Both names you've mentioned are "Trade Marked", and the associated names referenced in NFPA 2001, are HFC-227ea, and FK-5-1-12 respectively. Tyco Markets Novec as "Sapphire" under the Ansul brand, and "NOVEC 1230" under their PyroChem brand. UTC Companies market it simply as "NOVEC 1230" (Kidde, Fenwal, Chemetron). I only mention this because since the demise of Halon 1301, everyone is trying to position themselves by using various trade names these days.
The NFPA standard for clean agents is NFPA 2001. The standard divides "Clean Agents" into two (2) categories; a) Halocarbon, b) Inert Gas. The two (2) agents you mentioned (both halocarbon agent) will experience thermal decomposition when exposed to fire. The by product is HF Acid. The amount of HF Acid is defendant on a number of issues; a) initial design concentration, b) fire size, c) discharge time.

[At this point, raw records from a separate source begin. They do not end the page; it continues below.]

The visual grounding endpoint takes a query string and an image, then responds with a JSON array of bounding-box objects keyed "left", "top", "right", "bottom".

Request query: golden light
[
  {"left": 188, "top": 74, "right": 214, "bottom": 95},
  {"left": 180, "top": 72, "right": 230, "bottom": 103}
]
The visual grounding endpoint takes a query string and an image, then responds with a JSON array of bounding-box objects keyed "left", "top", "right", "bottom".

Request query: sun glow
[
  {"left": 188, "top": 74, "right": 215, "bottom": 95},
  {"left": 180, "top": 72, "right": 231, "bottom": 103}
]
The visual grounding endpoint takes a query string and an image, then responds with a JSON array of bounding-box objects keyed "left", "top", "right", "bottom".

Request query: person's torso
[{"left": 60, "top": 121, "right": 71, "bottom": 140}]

In the scenario you mentioned, it's more likely that the system will be discharges while the fire is in it's incipient stage, with little or no visible fire. There is plenty of testimonies of these systems successfully extinguishing a fire.
- Design Concentrations
FM-200, the first Halocarbon agent on the market following the demise of Halon 1301, originally had design concentrations above 7% by volume and varied by 1% or 2% depending on the manufacture. For a time there was a dispute in how the concentrations were established and eventually (2002 or 2003 I believe) the design concentrations dropped to 6.25% in you're application. This represents a 20% safety factor over what is defined as the "Extinguishing Concentration". The European standards require a 30% safety factor.
NFPA 2001 does require that the system designer take into considerations the by products of combustion, but doesn't offer clear guidelines as to how high the concentration should be.

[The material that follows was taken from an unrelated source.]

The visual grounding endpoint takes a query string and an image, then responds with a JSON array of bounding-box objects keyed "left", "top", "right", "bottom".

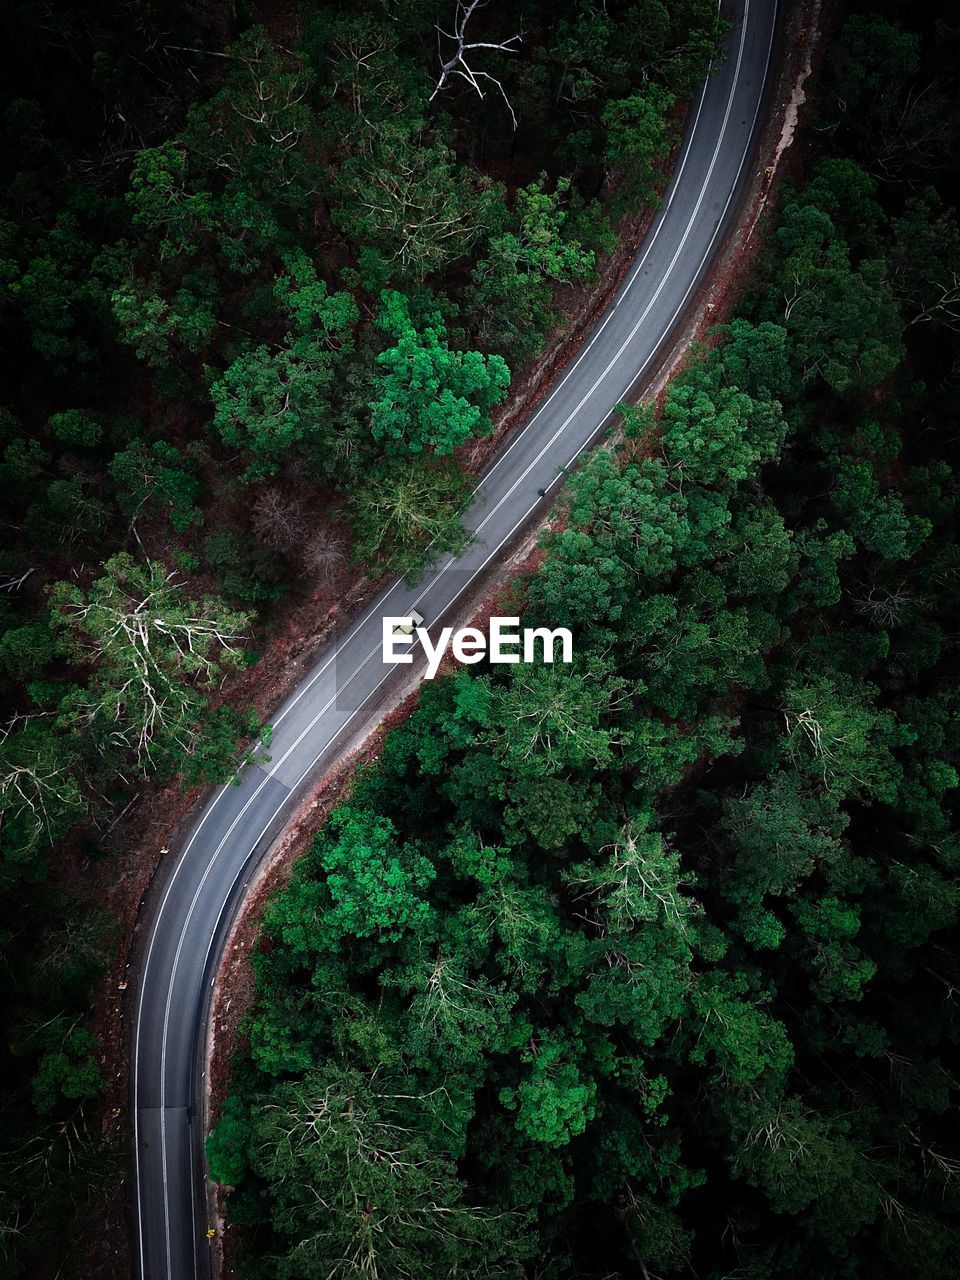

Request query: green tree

In the 1301 Days, system designers had to have a 5% concentration, however most would design to 6%, due primarily to experiences in failed discharge tests where the design concentration failed to be retained for a given period of time. Now a days, NFPA 2001 requires "Room Integrity Testing" or "Door Fan" testing to insure that the protected space is sufficiently air tight to retain the concentration. As the current market is so competitive, you'll not find a system designer using a higher concentration than required by Codes, unless it's required by a project spec.
- Fire Size
There have been numerous tests conducted by NIST, USCG, and Hughes Associates, to understand the by products of combustion. Some manufactures of Inert Gas systems used the HF Acid by product as a marketing strategy for their product. Some of the fire tests produced very large quantities of HF Acid but the fire size was considered to be unrealistic in most cases. Testing by Hughes Associates demonstrated that the typical fire in a data processing center netted very little HF Acid. (see NFPA 2001, 2008 edition, Appendix A, Section A.5.7.2).
- Discharge Time
Halocarbon agents, like Halon 1301, are required to discharge 95% of the required agent, in 10 seconds to minimize the potential of HF Acid due to thermal decomposition. Because Inert Gas agents don't experience thermal decomposition, they're permitted to have a 60 second discharge.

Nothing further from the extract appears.